Group Wants National Forest Fire Management Plans to Allow More Fire Contact: Bryan Bird, WildEarth Guardians (505) 501-4488 cell bbird@fguardians.org McCrystie Adams, Earthjustice (303) 623-9466 madams@earthjustice.org Tucson, AZ - The U.S. Forest Service is endangering forests and people with its policy of suppressing fire instead of allowing it to be a partner in forest management, a conservation group said today as it filed suit against the U.S. Forest Service in federal district court.
The suit demands that the Forest Service open its fire management plans to scientific review and consultation with federal wildlife agencies. Despite agency rhetoric acknowledging widespread scientific support for more managed fire, the fire plans still call for suppression even where fires are both ecologically and financially justified.
At issue are fire management plans that zone each national forest into areas for fire use or for total fire suppression and which require review under the National Environmental Policy Act and the Endangered Species Act. The lawsuit claims the fire management plans on the Apache-Sitgreaves, Tonto, Carson and Lincoln national forests, which cover 7.6 million acres, do not comply with environmental laws.
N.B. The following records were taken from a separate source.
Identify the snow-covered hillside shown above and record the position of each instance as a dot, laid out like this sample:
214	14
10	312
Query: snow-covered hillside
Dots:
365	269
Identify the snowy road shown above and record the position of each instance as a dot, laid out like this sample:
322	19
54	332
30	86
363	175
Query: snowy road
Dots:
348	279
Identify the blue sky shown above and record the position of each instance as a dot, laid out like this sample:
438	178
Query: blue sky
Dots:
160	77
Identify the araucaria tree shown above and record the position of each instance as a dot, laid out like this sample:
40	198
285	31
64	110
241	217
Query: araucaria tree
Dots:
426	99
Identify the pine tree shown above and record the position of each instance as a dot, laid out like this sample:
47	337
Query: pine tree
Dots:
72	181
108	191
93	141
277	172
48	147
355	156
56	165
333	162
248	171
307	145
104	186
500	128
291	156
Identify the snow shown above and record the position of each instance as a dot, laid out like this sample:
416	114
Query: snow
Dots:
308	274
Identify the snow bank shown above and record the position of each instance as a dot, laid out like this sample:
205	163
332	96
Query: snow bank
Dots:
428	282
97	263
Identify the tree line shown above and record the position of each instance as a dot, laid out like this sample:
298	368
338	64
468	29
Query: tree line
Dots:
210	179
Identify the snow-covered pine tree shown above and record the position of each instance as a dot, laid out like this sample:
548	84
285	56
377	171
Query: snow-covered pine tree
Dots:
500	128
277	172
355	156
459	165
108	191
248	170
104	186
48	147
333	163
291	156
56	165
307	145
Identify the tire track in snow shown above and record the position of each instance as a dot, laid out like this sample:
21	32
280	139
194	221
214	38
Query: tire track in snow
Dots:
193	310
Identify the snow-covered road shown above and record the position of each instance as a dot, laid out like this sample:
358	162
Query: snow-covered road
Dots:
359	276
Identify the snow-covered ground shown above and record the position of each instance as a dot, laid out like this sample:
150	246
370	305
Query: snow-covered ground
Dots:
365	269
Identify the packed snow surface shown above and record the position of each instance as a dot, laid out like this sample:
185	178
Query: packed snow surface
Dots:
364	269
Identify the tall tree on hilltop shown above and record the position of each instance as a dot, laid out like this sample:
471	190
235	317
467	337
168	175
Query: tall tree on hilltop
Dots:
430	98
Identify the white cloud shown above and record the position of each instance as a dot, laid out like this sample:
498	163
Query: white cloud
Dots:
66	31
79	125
Forest Service fire fighting budgets have grown into the billions annually as ex-urban growth in the West’s fire-prone forests has led to a dramatic increase in fire-fighting. The majority of these taxpayer funds are used to protect private property in the “fire-plain,” areas of the western landscape that regularly and naturally experience fire. Not only is this expensive, but firefighters are routinely put in harm’s way.
The recent fires in California have ignited public discourse on the subject and some are calling for zoning to prevent development in fire-prone areas or calling on homeowners to take measures to “firewise” their properties. At the same time, scientists recognize the need for fire to resume its normal, cleansing role or risk unrelenting severe fire behavior.
In a letter last month to the Forest Service, more than a dozen scientists with expertise in biodiversity and fire recommend a scientific review of the agency’s fire management plans in Arizona and New Mexico. Because of changing climatic conditions and spiraling fire fighting costs, the scientists called for the new Southwestern Regional Forester to use the best available science and consultation with state and federal wildlife agencies.